La CIA sommée de s’expliquer sur l’absence d’armes de destruction

New York de notre correspondant

"S’il est prouvé que George Bush a utilisé la CIA pour pousser le pays à la guerre, l’affaire est plus grave encore que le Watergate."Cette phrase a été prononcée par John Dean, ancien conseiller de Richard Nixon.

Son témoignage au printemps 1973 avait été décisif pour contraindre le président à démissionner. La Maison Blanche a jugé la comparaison "ridicule". Elle a le mérite de souligner le changement de climat à Washington.

Les informations fournies par la CIA sur les armes de destruction massive irakiennes et la façon dont elles ont été utilisées sont au c¦ur d’une controverse dont les conséquences politiques sont aujourd’hui imprévisibles. Les "armes de disparition massive", selon la formule de Time Magazine, hypothèquent la crédibilité de l’administration et de George Bush.

La Commission du renseignement du Sénat commence, cette semaine, des auditions à huis clos sur la fiabilité des informations utilisées pour justifier la guerre. Celle de la défense a déjà procédé la semaine dernière aux premiers interrogatoires.

INFLUENCE À WASHINGTON

Pour la Maison Blanche, le meilleur moyen de parer aux accusations de mensonge consiste à trouver un coupable. George Tenet, le directeur de la CIA, semble parfaitement convenir.
Il vient de se voir confier la responsabilité de retrouver les armes en Irak et de diriger les 1 300 hommes qui les cherchent aujourd’hui sur le terrain. S’il y parvient, l’administration en retirera le bénéfice. Sinon, il se trouve sur un siège éjectable.
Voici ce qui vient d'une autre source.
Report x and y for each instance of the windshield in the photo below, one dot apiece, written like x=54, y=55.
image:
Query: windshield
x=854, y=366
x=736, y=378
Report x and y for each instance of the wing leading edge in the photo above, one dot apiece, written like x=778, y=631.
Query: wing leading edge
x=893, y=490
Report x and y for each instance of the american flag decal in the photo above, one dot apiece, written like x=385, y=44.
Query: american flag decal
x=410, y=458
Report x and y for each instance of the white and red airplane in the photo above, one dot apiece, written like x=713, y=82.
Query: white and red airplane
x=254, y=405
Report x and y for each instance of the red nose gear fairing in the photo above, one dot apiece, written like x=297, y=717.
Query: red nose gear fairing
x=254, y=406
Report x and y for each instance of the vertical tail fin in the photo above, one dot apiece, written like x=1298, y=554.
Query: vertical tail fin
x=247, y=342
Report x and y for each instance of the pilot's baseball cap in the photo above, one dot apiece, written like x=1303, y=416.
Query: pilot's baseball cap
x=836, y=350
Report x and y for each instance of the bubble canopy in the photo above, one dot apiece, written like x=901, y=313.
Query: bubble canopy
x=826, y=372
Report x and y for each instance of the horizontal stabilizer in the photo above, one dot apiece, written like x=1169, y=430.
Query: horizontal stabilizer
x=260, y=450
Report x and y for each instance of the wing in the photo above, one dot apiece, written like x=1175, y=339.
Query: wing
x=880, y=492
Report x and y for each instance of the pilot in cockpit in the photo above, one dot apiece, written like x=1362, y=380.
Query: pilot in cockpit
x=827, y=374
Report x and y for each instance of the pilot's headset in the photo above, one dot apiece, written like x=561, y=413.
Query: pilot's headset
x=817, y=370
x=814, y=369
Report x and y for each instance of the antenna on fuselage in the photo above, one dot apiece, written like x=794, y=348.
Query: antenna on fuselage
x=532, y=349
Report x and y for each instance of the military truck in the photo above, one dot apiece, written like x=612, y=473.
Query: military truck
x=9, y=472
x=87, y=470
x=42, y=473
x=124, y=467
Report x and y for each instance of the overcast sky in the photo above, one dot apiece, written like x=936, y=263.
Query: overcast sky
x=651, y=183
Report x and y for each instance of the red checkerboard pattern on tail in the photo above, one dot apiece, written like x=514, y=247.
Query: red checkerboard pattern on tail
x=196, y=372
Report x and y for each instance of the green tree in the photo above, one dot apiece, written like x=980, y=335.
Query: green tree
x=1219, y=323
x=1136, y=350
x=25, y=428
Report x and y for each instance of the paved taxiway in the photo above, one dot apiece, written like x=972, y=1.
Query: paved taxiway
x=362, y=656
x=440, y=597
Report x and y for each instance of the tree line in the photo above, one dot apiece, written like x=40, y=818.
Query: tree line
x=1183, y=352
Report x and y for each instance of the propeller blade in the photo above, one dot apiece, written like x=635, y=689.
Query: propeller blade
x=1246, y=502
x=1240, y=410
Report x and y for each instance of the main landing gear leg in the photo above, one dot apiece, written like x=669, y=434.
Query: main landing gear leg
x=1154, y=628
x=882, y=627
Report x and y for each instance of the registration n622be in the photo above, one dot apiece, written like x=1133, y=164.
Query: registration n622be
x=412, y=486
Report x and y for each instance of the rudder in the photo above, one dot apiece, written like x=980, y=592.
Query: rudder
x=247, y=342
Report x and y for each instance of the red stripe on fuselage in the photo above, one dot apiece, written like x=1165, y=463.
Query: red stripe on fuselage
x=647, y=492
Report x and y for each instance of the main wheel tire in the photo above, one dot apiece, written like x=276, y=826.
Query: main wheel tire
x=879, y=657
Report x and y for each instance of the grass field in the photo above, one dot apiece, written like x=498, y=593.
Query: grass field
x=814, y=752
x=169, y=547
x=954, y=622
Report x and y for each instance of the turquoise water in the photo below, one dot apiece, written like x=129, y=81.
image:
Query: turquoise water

Mais le gouvernement s’attaque à forte partie. L’agence de renseignement et George Tenet n’ont pas l’intention de jouer les victimes expiatoires. La CIA a même souvent réussi à éviter d’assumer ces échecs. Au lendemain des attentats du 11 septembre 2001, elle a réussi à en faire porter l’essentiel de la responsabilité sur le FBI. Elle en a même profité pour élargir son pouvoir. Les équipes antiterroristes des deux agences fédérales ont été regroupées sous la responsabilité de George Tenet.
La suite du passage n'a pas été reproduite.